Adopted: Mon, 2013-10-28

Back to Position Statements

Reviewed 2014-11-13 - no changes

Under N.C.G.S. 90-202.2 to 90-202.14, podiatrists are licensed in North Carolina by the Board of Podiatry Examiners to perform “…the surgical, medical or mechanical treatment of all ailments of the human foot and ankle and their related soft tissue structures to the level of the myotendinous junction.”

 

Under N.C.G.S. 90-202.2(b), podiatrists may perform “…any surgery on the ankle or on the soft tissue structures related to the ankle, any amputations and any surgical correction of clubfoot…” only in a hospital or multispecialty ambulatory surgical facility and must be granted privileges to do so.

 

N.C.G.S. 131E-185 grants each hospital governing board in North Carolina the authority to determine the scope and privileges for physicians, dentists, optometrists, and podiatrists operating in their specific hospital.

 

Under N.C.G.S. 90-202.2(c), the Board is required to maintain a list of podiatrists qualified to perform amputations, ankle surgeries, or club foot corrections as well as specific information on the surgical training completed by each licensee. Since 1996, each podiatrist who has been granted specialty privileges in amputation, ankle surgery, and/or club foot correction has received a letter from the Board specifying those privileges.

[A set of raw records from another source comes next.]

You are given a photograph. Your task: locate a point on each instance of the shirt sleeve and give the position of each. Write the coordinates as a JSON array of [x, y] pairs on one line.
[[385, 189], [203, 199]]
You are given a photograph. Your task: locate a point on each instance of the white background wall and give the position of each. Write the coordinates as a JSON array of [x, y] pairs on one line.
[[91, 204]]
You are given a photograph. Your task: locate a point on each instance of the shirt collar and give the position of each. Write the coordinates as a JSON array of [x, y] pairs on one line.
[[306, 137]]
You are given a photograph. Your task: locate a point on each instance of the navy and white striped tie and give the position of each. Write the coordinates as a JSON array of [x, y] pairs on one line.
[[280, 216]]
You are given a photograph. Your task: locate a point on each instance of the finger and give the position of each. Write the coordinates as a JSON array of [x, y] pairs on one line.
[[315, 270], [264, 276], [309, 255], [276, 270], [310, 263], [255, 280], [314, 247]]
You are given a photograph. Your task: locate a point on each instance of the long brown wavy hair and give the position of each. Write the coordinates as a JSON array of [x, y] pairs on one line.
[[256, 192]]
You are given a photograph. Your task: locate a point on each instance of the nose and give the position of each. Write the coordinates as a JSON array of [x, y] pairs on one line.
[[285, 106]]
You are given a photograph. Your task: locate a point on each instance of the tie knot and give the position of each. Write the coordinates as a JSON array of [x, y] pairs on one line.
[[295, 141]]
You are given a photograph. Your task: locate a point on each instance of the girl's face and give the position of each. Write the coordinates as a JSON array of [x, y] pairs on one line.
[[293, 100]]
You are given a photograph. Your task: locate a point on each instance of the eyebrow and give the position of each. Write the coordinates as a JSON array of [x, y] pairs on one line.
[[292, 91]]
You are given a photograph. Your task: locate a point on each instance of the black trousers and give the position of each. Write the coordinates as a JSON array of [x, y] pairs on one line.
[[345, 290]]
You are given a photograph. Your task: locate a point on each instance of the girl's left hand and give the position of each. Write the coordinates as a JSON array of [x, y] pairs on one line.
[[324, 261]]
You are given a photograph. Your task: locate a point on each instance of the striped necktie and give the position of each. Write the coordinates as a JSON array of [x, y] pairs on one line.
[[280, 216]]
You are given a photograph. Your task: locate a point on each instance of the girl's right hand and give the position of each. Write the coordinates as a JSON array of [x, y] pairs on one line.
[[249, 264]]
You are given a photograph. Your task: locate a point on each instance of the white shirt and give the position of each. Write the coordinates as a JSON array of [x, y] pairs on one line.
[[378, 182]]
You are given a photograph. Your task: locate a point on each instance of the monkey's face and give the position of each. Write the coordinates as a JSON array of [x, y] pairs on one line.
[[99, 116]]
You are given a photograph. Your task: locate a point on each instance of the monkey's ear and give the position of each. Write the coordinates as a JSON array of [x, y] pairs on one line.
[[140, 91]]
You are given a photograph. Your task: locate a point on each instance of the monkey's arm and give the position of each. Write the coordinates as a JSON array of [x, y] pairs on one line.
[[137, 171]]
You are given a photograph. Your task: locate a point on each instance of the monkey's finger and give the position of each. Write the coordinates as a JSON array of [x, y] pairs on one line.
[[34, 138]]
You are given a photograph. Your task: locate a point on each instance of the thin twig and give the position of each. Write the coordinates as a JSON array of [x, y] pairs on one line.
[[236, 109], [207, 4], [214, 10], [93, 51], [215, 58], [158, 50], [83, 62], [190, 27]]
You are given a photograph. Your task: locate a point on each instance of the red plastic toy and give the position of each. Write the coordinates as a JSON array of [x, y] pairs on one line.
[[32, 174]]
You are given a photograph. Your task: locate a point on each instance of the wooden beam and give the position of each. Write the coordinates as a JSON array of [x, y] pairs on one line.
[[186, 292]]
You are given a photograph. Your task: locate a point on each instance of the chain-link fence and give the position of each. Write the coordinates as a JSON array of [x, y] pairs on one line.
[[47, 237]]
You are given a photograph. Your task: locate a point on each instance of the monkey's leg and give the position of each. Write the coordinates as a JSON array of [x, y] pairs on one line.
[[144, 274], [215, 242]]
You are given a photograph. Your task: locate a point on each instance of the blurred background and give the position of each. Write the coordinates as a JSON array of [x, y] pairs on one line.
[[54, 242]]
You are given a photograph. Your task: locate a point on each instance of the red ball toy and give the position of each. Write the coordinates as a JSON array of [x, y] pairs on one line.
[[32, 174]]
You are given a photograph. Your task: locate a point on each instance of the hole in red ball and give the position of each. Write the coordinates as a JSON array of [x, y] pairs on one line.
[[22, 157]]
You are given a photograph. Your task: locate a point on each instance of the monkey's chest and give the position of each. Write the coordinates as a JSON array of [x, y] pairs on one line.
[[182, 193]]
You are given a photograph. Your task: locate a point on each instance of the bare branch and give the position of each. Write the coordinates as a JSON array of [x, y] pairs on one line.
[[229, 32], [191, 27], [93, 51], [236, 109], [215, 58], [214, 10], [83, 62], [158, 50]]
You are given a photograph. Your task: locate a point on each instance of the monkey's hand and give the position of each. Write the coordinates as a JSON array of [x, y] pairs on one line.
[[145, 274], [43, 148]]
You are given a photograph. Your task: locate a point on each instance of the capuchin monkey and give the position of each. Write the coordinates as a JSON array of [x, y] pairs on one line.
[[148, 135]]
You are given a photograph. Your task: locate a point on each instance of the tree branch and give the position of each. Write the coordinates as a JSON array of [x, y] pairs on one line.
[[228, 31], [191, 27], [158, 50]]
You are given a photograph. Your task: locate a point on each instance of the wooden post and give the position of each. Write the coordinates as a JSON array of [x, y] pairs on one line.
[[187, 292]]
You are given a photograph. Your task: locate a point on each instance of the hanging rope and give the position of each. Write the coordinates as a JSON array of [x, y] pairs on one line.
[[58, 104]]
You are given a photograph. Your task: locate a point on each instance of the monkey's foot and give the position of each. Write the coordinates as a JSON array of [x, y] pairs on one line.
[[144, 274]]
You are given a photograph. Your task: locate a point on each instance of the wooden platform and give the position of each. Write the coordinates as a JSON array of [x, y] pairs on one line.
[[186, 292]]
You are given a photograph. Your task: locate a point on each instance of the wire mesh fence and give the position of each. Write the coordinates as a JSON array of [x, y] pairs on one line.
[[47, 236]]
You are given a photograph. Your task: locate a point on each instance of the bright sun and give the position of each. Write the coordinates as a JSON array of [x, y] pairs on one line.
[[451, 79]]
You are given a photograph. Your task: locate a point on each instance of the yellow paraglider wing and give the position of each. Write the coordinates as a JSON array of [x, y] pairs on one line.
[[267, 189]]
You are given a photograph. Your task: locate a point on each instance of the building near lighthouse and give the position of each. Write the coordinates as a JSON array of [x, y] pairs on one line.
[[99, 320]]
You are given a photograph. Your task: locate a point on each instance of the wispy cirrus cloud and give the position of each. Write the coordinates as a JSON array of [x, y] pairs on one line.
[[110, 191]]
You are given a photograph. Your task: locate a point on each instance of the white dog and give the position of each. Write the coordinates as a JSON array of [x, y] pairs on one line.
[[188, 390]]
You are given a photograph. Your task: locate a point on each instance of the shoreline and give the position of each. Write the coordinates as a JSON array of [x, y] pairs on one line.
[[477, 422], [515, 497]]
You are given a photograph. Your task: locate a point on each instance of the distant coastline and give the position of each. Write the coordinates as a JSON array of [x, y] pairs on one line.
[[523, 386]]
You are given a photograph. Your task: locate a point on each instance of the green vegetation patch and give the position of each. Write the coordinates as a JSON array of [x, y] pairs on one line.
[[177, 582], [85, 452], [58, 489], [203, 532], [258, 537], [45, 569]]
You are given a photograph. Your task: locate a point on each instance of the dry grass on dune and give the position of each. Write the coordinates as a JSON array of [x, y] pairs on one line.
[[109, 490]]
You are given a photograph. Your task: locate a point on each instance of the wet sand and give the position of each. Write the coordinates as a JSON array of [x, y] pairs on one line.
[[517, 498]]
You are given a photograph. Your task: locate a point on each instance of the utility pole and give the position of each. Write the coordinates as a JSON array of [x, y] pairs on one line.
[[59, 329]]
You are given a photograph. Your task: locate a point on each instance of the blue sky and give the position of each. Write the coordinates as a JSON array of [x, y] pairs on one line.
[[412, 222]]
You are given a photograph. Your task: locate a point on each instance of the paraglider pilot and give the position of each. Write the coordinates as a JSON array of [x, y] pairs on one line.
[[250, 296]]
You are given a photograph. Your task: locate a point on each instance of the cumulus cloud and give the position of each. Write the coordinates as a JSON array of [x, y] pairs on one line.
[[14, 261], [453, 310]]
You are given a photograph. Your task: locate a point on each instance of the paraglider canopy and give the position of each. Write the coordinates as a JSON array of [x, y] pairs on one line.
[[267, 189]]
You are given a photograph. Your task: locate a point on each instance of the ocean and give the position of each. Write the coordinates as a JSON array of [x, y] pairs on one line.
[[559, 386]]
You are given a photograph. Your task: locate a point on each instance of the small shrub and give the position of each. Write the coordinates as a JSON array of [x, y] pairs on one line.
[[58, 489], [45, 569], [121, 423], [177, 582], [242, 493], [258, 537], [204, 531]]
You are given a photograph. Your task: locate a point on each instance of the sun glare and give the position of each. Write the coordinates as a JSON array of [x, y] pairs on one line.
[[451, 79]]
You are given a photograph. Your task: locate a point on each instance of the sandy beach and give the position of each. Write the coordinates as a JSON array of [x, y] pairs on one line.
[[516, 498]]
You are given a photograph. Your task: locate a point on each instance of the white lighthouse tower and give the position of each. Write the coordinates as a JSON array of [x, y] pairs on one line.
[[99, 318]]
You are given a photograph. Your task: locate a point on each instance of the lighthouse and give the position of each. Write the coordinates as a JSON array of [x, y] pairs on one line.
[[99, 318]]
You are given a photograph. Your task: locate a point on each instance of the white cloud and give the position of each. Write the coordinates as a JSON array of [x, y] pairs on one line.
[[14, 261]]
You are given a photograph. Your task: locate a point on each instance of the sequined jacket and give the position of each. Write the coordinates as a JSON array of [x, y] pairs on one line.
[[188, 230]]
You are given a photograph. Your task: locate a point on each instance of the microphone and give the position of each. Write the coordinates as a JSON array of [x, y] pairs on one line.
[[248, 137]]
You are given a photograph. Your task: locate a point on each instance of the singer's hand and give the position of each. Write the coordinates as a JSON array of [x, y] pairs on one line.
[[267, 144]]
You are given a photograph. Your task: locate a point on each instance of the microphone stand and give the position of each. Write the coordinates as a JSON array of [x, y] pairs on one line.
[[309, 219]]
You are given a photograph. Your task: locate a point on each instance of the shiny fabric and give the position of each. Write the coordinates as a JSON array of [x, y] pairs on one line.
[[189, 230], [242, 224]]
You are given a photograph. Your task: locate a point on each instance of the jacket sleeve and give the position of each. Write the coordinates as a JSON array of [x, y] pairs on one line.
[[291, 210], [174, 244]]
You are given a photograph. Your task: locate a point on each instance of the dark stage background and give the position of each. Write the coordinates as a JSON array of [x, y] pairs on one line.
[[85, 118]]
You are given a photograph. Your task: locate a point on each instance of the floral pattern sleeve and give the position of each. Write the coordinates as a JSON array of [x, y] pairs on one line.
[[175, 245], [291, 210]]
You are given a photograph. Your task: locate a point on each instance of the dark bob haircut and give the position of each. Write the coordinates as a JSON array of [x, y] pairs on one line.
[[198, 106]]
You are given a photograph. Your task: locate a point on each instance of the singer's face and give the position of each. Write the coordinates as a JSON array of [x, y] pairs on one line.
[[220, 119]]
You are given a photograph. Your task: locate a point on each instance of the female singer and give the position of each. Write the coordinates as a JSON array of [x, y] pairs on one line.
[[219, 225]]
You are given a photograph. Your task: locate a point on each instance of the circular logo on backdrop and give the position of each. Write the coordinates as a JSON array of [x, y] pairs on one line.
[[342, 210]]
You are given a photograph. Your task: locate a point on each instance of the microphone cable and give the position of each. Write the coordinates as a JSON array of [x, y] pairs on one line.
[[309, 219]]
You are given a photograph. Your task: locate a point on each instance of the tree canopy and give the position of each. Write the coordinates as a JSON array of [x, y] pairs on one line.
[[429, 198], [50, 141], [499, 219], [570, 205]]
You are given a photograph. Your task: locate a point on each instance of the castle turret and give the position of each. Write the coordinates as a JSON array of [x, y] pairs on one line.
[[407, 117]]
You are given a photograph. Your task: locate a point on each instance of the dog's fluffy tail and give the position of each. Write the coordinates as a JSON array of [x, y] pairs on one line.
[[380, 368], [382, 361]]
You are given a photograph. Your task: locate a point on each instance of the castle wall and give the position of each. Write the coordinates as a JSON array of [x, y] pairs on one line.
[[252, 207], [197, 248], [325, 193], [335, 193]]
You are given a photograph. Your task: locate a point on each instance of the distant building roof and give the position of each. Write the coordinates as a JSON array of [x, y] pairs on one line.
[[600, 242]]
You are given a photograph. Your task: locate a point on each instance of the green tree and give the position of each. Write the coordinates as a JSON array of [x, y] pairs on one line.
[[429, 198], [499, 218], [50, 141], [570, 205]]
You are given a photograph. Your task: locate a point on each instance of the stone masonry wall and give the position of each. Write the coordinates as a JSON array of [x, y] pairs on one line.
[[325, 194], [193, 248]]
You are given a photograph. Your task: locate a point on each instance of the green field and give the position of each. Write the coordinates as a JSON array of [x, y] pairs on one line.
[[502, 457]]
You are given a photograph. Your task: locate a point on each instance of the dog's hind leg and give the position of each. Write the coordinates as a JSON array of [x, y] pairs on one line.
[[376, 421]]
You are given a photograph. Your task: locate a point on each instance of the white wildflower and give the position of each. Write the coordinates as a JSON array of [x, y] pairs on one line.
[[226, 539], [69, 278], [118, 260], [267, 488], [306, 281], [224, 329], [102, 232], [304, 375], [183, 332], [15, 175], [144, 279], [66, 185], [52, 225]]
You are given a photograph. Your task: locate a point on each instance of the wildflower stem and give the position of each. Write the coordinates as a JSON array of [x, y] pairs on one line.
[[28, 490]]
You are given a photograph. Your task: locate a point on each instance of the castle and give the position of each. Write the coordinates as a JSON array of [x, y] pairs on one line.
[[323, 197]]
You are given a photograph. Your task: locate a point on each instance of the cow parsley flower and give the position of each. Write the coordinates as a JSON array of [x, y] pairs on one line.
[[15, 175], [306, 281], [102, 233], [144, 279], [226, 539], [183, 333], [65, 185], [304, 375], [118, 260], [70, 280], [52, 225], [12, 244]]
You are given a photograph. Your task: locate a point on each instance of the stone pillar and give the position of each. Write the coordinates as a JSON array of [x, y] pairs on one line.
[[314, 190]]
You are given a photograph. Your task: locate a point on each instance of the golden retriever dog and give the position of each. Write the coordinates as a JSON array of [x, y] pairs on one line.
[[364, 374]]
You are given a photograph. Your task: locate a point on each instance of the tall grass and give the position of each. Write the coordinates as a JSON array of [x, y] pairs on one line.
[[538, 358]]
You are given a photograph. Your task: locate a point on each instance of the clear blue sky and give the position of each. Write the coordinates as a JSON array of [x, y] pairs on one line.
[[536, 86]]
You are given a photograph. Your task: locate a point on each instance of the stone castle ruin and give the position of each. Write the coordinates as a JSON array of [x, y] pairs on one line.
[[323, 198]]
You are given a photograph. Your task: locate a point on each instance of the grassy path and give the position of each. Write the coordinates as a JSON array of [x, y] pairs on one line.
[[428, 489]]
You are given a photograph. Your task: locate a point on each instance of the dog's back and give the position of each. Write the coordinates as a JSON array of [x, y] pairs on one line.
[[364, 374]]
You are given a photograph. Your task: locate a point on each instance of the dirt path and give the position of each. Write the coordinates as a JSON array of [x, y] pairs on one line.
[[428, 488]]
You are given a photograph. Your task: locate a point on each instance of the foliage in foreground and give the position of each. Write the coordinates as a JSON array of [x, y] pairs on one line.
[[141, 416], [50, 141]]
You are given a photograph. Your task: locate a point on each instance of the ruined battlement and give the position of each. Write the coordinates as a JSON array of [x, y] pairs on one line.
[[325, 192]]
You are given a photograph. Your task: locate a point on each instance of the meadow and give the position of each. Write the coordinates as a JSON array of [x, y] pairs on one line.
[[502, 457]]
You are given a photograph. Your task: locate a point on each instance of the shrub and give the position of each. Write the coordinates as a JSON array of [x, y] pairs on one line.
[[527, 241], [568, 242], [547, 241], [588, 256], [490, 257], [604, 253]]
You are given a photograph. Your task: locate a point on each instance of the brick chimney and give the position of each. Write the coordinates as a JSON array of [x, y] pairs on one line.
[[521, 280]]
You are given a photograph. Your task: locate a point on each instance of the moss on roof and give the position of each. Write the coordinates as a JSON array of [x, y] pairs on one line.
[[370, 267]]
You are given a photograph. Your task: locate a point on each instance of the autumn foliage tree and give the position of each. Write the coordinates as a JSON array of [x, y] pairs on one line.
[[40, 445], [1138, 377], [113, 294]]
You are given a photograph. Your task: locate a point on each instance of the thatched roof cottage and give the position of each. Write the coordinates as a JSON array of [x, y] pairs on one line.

In addition, since July 1, 2012, the Board has published this information for each credentialed podiatrist under the individual licensee’s information on the Board’s “Search Podiatrist” section of its web site.

 

Although State law requires that our Board keep a record of its licensees’ training in special procedures and make the results public upon request, a hospital is under no obligation to seek or follow the Board’s determination. All podiatrists who perform amputations, ankle surgery, and/or club foot procedures are required to apply for specialty privileges with the Board, as hospitals and providers may have risk exposure if there is absence of a specialty credentialing request, or if they have failed to consider and/or follow the determination of the Board.